Je D66 collega mediawoordvoerder Kees Verhoeven noemde, in een interview met Spreekbuis.nl, de eerste reactie van Hilversum op de brief ‘reactief de hakken in het zand’.
“Ieder zijn eigen woorden. Hilversum heeft heel verschillend gereageerd. Ik vind het belangrijk dat we met deze brief de omroep kunnen versterkten voor de toekomst. Ik daag Hilversum uit om deze handschoen op te pakken en van deze brief iets moois te maken, in het belang van de kijkers en een sterke en brede publieke omroep.”
Er zijn in het verleden veel brieven naar Hilversum gestuurd met voorstellen tot verandering. Heb je geloof dat er nu wel dingen zullen veranderen?

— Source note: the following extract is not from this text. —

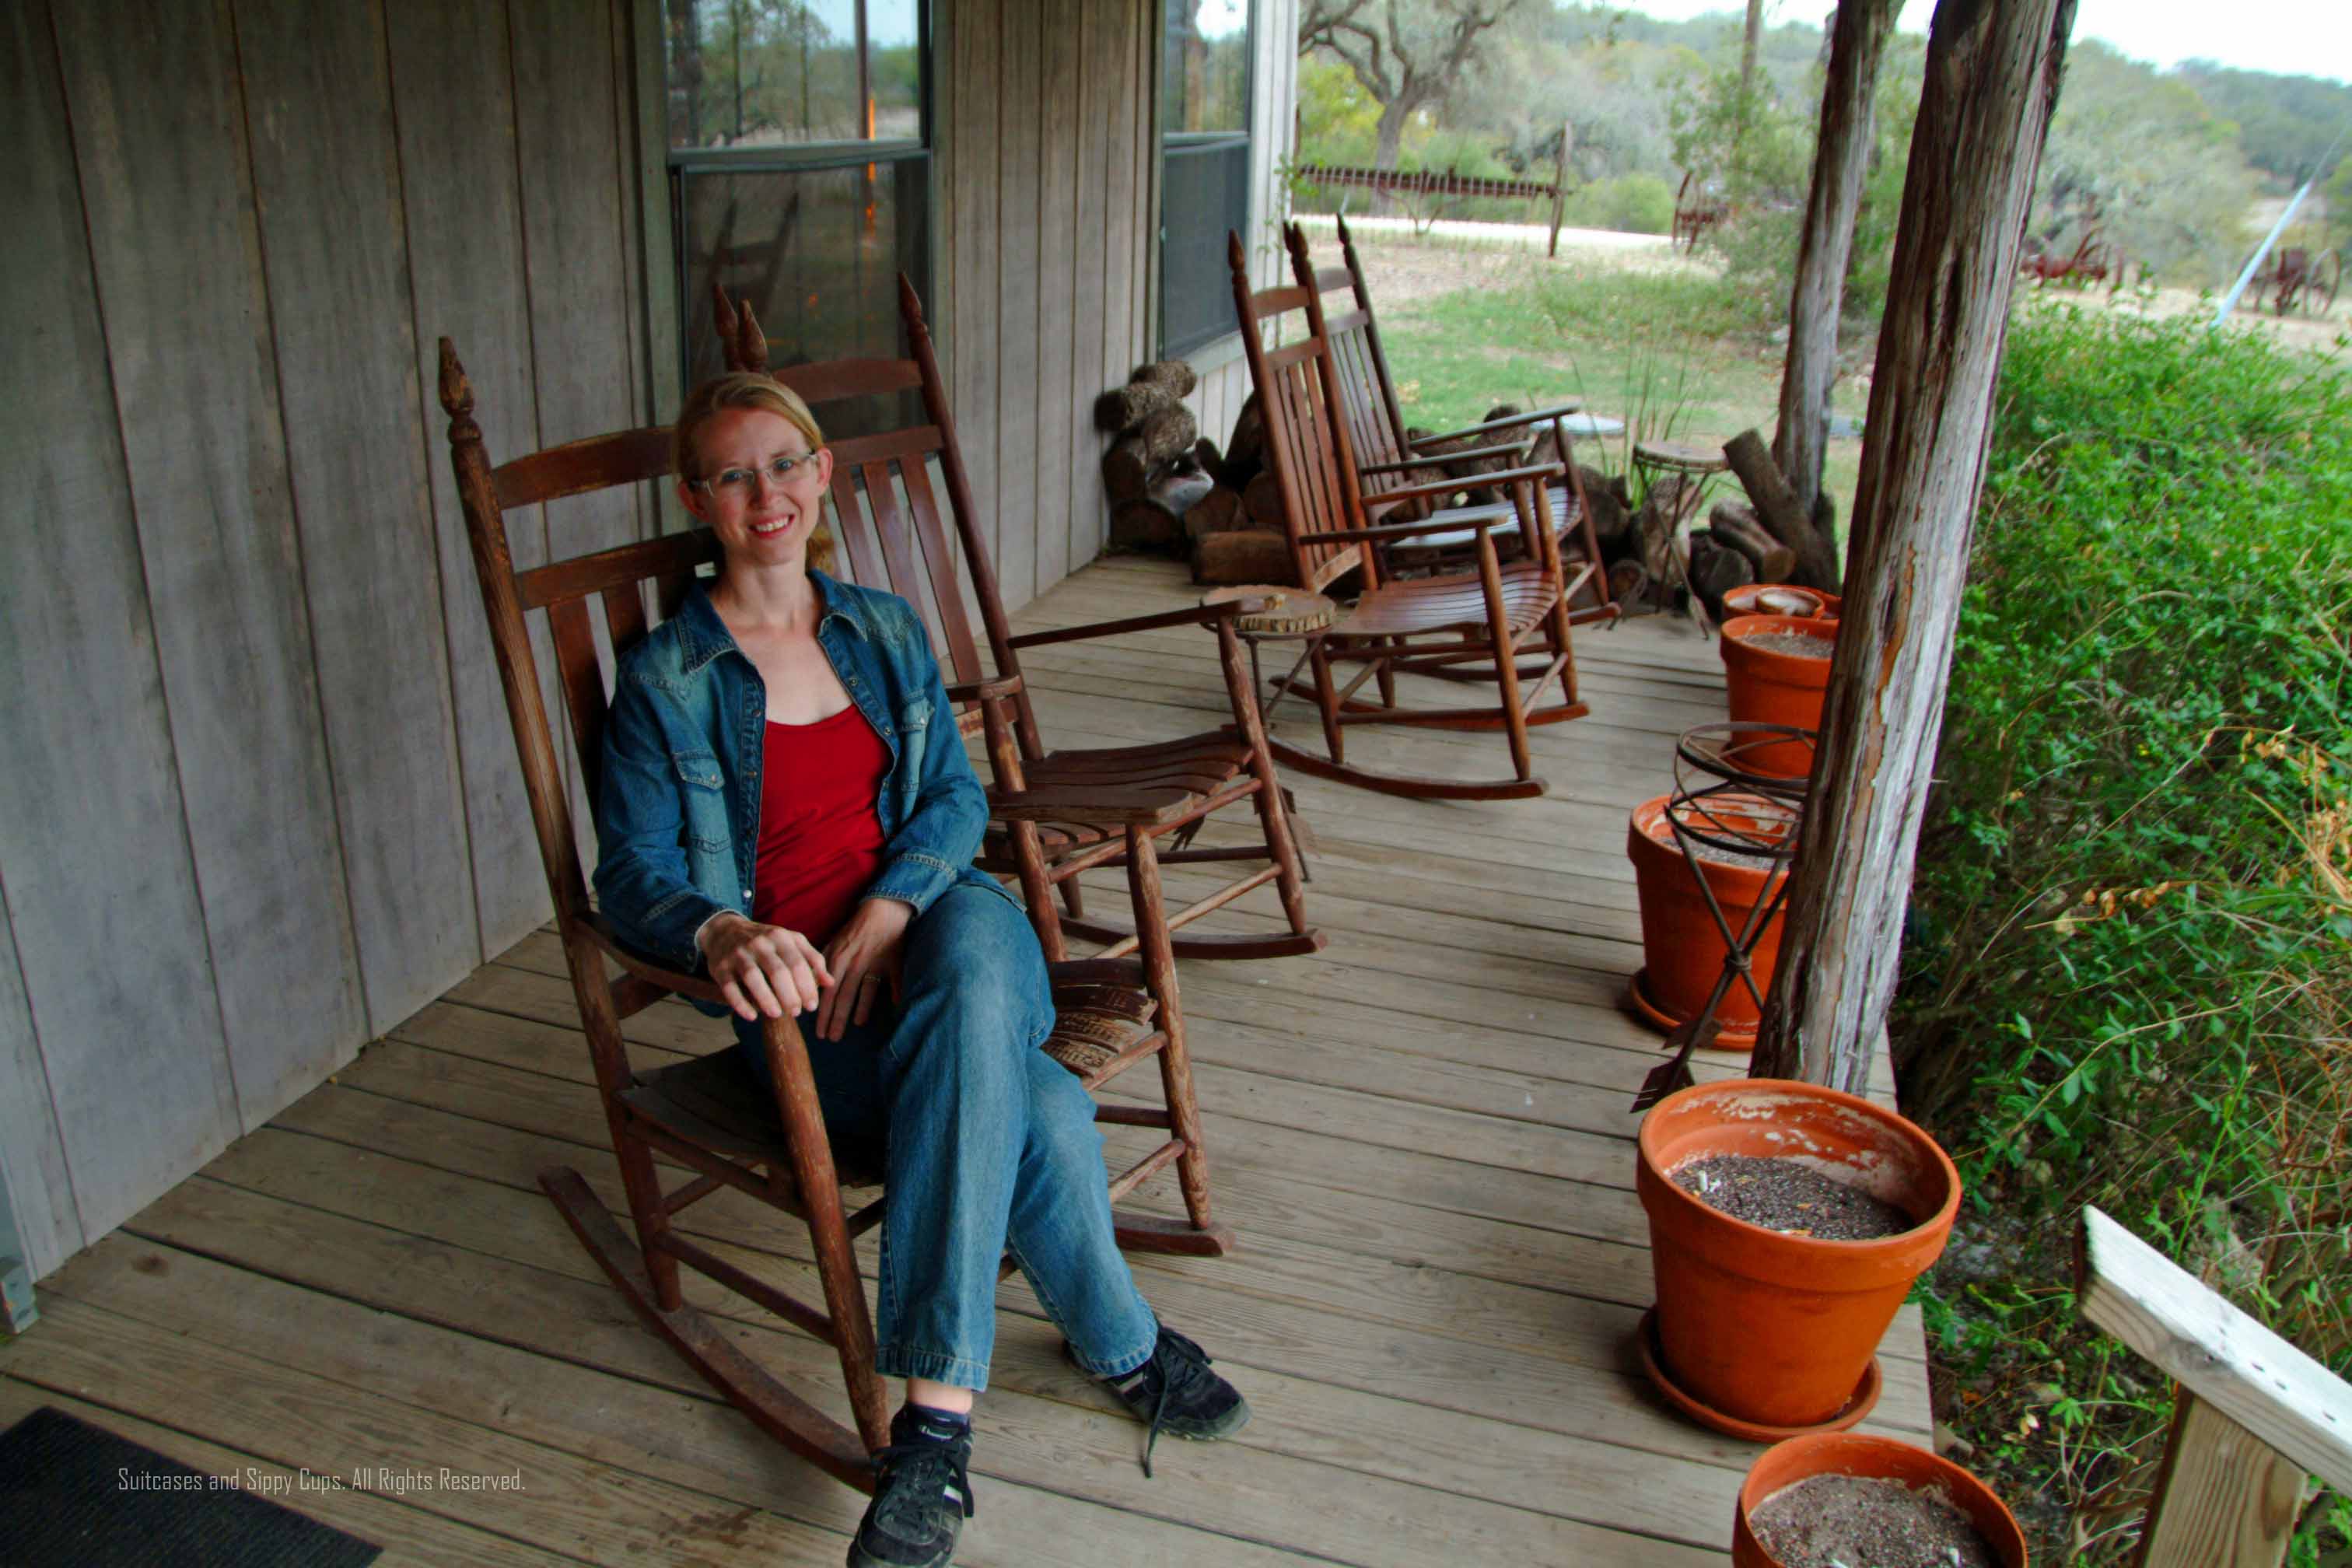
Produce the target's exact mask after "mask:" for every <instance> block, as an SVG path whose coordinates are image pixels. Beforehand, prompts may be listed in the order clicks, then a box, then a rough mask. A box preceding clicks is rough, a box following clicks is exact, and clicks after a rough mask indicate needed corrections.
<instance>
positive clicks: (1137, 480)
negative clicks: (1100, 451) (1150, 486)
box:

“Hilversum is al terug gegaan van 21 naar 8 omroepen. Ook het leden criterium is losgekoppeld van de hoeveelheid uitzendtijd. Als je kijkt naar de afgelopen 10 jaar is er veel gebeurd in Hilversum. Het is zeker geen revolutie, maar deze moeten we ook niet bepleiten. De Publieke Omroep is een uniek – pluriform- bestel, waarin veel geluiden samenkomen. Dat moet je ook koesteren. Maar het zou in Hilversum niet moeten gaan dat omroepen belangrijk zijn, men moet zich beseffen dat niet alle Nederlanders lid zijn van een omroep. Daarom moet men breder kijken. Ik denk dat het straks centraal kunnen laten pitchen van buitenspelers de huidige pluriformiteit versterkt.”
Moet Den Haag Hilversum heilig verklaren en met fluwelen handschoenen aanpakken, of moet Den Haag juist dingen verlangen van Hilversum?
“Er wordt elk jaar in Den Haag scherp gedebatteerd over de richting, de taakopdracht, de samenwerking en de mate van verantwoording van de Publieke Omroep. Hilversum moet daar inhoudelijk invulling aangeven. Er is in Hilversum altijd een gezonde weerstand, maar ik heb wel het gevoel dat er een goed gesprek plaatsvindt.”
Is deze brief, voor de PvdA, ook het moment dat de Publieke Omroep – na 2016 – met rust wordt gelaten, zoals eerder bepleit door Martijn van Dam, je voorganger als PvdA mediawoordvoerder? Hij heeft hiervoor een amendement ingediend.
“De Publieke Omroep wordt, doordat budgetten schommelen, elke keer verrast met nieuwe taakstellingen. Ik vind het belangrijk dat, voor de volgende concessieperiode (vanaf 2015, red.), er voor de Publieke Omroep in ieder geval een duidelijke ondergrens is voor het budget voor minimaal 5 jaar. Via het amendement wordt dit geborgd.”
Zoals in Engeland al gebeurd met de zogenoemde ‘Royal Charter’. (link naar Engels document over de Royal Charter, red.)
“Ja, de publieke omroep in Engeland kan hierdoor beter een lange termijn visie uitstippelen.”
Wil je op 24 november tijdens het wetsgevingsoverleg aan de staatssecretaris mee geven om, na de uitwerking van de huidige brief – na 1 januari 2016 – Hilversum rust te geven?
“Zeker. Hilversum heeft al heel veel gedaan. Ik wil dat de publieke omroep de tijd krijgt om de vorige aangekondigde verandering goed te kunnen organiseren en een plek te geven. Het waren rake klappen in Hilversum. Wat mij betreft wordt er voorlopig niet weer zo’n ingrijpende operatie op de Publieke Omroep uitgevoerd.”